Tip #5: This is perhaps one of the hardest ones to do, but be willing to change your mind. You may find that someone else makes a convincing counter-argument, or you may find that if you honestly do your best to consider alternative viewpoints you like one of them better than your original opinion.

On a personal note, one of the hardest things for me to learn to do as a philosophy undergraduate was to throw out a paper that was 80% written when I found a counter-argument that I simply couldn’t refute. In that case I’d simply have to start over, building an argument that was completely counter to my original position.

Tip #6: Don’t bully people. Especially if you’re someone who’s used to being right, or someone in a position of authority or respect, it can be easy to steamroll people unintentionally. If people are overly-deferential to your opinions, you should do everything you can to make sure they feel like they can disagree with you.

Tip #7: Don’t take it personally. Everyone is wrong at times, and the smartest scientists, philosophers, or engineers you can think of have been all been incredibly mistaken about very fundamental things. It happens. Being wrong doesn’t mean that there’s something wrong with you.

Tip #8: Avoid a culture of blame. If the overall culture of a group or organization is one where people are punished or blamed for any small kind of incorrectness, it will encourage people to pursue being seen to be right at the expense of actual correctness.
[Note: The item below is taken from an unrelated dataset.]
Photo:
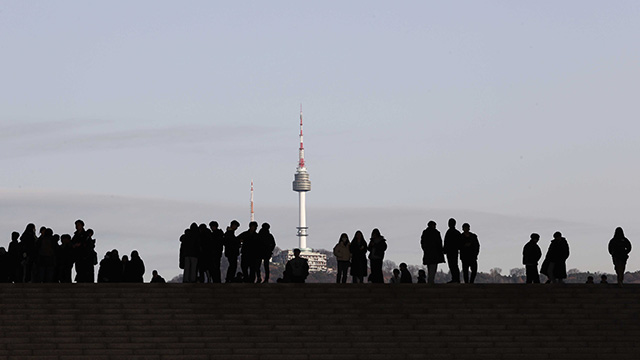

Tip #9: You can’t win if you don’t play. Even if you’re not 100% sure you’re right, if you’ve got on opinion about something be willing to put it out there. You can still make a valuable contribution to a discussion without having the ultimate right answer.

Tip #10: Keep your eyes on the prize. The prize is almost certainly not simply having people think you’re smart. It’s more likely something like the overall advancement of human knowledge, the proper functioning of some system, or merely a happy relationship. Whatever it is, it’s a goal that’s best achieved collectively.